Wonen in Brussel: Eline Strik (25), Nederlandse journaliste
B lootsvoets, zo ontvangt Eline Strik me in haar appartement bij het Elisabethpark in Koekelberg. Een eigenzinnige kijk op de zaken, geen boodschap aan overbodige plichtplegingen, mooi zo. Strik komt ook maar net piepen als inwoner van Brussel: eind vorig jaar woonde ze nog in Gent, waar ze Wijsbegeerte en Politieke Wetenschappen heeft gestudeerd.
"Waarom België, waarom Gent? Ik was achttien, een beetje uitgekeken op Den Haag, mijn geboortestad. Maar te ver weg van huis wilde ik ook weer niet, en België leek me ideaal. Een goede keuze, is gebleken; het leven hier gaat me goed af. De Belg is losser dan de Nederlander. Meer ontspannen, minder bot. Het is een cliché, ik weet het, maar toch ervaar ik het zo."
Strik vertelt bij het genot van een lekker kopje thee. Niet om het cliché te ontkrachten dat de Nederlander een gast steevast trakteert op een bakje troost, wel omdat ze van de dokter voorlopig niets anders mag drinken dan thee en water.
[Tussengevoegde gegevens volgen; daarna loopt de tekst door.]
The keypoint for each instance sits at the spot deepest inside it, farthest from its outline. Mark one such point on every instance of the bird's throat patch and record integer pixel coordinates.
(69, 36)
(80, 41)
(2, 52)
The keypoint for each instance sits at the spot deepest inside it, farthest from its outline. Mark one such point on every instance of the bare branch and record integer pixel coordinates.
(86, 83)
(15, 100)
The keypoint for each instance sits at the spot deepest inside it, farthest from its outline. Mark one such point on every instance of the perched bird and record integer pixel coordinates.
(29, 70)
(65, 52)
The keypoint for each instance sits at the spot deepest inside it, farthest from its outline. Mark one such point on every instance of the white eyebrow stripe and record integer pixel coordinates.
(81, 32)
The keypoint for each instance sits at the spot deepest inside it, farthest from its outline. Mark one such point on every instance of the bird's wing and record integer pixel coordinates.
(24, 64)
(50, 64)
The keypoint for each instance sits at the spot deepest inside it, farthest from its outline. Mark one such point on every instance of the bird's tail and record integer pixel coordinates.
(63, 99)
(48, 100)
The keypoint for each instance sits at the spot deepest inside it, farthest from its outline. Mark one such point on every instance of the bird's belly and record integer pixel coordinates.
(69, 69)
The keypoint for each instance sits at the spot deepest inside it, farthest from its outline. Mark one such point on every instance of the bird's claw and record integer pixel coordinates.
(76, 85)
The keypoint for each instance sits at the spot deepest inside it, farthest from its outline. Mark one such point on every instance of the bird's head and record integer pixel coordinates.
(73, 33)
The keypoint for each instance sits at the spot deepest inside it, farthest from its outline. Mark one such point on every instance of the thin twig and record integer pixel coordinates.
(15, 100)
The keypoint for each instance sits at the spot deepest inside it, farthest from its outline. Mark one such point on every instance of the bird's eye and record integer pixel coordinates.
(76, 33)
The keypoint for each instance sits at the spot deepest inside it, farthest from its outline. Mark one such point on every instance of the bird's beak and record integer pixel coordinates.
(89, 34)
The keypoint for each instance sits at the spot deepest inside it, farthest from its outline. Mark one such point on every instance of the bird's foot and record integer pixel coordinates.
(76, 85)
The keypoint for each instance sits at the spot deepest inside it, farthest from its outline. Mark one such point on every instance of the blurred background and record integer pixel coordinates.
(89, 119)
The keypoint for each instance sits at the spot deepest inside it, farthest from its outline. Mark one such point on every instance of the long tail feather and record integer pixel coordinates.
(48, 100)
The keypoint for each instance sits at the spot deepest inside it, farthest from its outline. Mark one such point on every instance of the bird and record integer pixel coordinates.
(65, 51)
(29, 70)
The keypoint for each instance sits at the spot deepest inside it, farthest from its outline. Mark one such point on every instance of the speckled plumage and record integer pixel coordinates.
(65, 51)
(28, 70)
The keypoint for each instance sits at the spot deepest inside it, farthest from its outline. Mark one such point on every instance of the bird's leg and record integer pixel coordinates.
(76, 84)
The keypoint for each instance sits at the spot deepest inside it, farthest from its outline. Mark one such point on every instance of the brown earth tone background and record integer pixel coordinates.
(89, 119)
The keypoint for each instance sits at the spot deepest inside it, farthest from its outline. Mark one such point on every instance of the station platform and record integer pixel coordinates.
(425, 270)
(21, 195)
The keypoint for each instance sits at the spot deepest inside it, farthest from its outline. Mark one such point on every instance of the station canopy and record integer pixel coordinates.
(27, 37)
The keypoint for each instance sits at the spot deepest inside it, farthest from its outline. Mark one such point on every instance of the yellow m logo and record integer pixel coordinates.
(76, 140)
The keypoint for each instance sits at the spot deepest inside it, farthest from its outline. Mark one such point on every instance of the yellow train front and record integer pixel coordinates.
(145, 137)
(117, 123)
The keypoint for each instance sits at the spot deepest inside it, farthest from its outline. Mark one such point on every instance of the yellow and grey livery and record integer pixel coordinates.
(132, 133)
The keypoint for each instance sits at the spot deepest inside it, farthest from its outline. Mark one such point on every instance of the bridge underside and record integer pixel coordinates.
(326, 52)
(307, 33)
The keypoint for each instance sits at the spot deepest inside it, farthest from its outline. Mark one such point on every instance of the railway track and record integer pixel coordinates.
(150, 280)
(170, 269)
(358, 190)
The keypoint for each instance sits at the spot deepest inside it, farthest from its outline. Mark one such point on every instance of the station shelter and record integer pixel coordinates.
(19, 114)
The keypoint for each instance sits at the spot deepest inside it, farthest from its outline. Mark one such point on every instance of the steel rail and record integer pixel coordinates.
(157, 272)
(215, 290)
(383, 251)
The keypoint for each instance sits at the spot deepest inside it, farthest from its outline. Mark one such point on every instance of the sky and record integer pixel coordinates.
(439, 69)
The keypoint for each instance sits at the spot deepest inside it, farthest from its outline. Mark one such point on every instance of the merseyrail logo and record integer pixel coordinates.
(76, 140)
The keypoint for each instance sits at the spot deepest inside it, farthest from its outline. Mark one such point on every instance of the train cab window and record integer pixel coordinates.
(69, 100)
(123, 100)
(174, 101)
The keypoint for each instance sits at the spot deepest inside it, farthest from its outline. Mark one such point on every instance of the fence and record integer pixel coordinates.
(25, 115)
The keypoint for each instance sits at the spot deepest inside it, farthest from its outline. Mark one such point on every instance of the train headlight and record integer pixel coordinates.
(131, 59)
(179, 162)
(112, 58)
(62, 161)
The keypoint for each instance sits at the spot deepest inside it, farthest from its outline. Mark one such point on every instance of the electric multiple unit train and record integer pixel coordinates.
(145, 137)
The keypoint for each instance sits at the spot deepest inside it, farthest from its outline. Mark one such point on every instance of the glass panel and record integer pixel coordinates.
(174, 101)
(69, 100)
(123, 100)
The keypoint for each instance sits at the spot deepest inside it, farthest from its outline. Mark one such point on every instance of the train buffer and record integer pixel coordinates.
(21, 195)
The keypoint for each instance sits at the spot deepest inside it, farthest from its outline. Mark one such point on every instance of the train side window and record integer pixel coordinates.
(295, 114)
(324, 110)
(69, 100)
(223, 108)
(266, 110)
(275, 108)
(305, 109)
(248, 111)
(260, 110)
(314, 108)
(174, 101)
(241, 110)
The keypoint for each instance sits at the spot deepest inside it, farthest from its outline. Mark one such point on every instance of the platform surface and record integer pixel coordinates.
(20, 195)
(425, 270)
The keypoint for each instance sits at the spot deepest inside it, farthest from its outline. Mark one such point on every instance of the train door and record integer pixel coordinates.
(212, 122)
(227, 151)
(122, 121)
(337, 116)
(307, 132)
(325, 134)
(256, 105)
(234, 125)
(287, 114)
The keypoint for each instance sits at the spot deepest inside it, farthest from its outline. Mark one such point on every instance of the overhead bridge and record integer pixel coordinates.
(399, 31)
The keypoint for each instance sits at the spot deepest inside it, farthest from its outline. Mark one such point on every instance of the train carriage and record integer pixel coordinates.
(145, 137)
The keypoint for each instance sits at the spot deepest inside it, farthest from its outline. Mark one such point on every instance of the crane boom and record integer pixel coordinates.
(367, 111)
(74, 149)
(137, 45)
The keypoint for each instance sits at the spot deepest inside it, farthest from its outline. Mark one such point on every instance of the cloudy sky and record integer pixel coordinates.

Naar die dokter is het overigens lang zoeken geweest. "Ik weet wel dat er Nederlandstalige artsen zijn in Brussel, maar ik heb er alleszins geen gevonden. Reden genoeg om eens stevig te sakkeren, want als het om je gezondheid gaat, dan is het toch belangrijk dat de arts goed begrijpt wat je zegt en omgekeerd; je wilt het niet negentig procent juist hebben, je wil het honderd procent juist hebben. Gelukkig maar dat ik ondertussen een fantastische arts heb gevonden in een groepspraktijk in Groot-Bijgaarden. Vlak bij het werk, heel praktisch."
Pendelen
Uit praktische overwegingen verruilde Strik Gent voor Brussel. Het o zo vertrouwde Gent voor het onbekende Brussel. "Ik had weliswaar een jaar Journalistiek gevolgd aan de Erasmushogeschool, maar veel meer dan de weg van en naar het station kende ik in Brussel niet. Toch besloot ik de stap te wagen - ik was het beu om elke werkdag uren onderweg te zijn om op de krant en weer thuis te geraken. Bovendien sprak het kosmopolitische van Brussel me wel aan."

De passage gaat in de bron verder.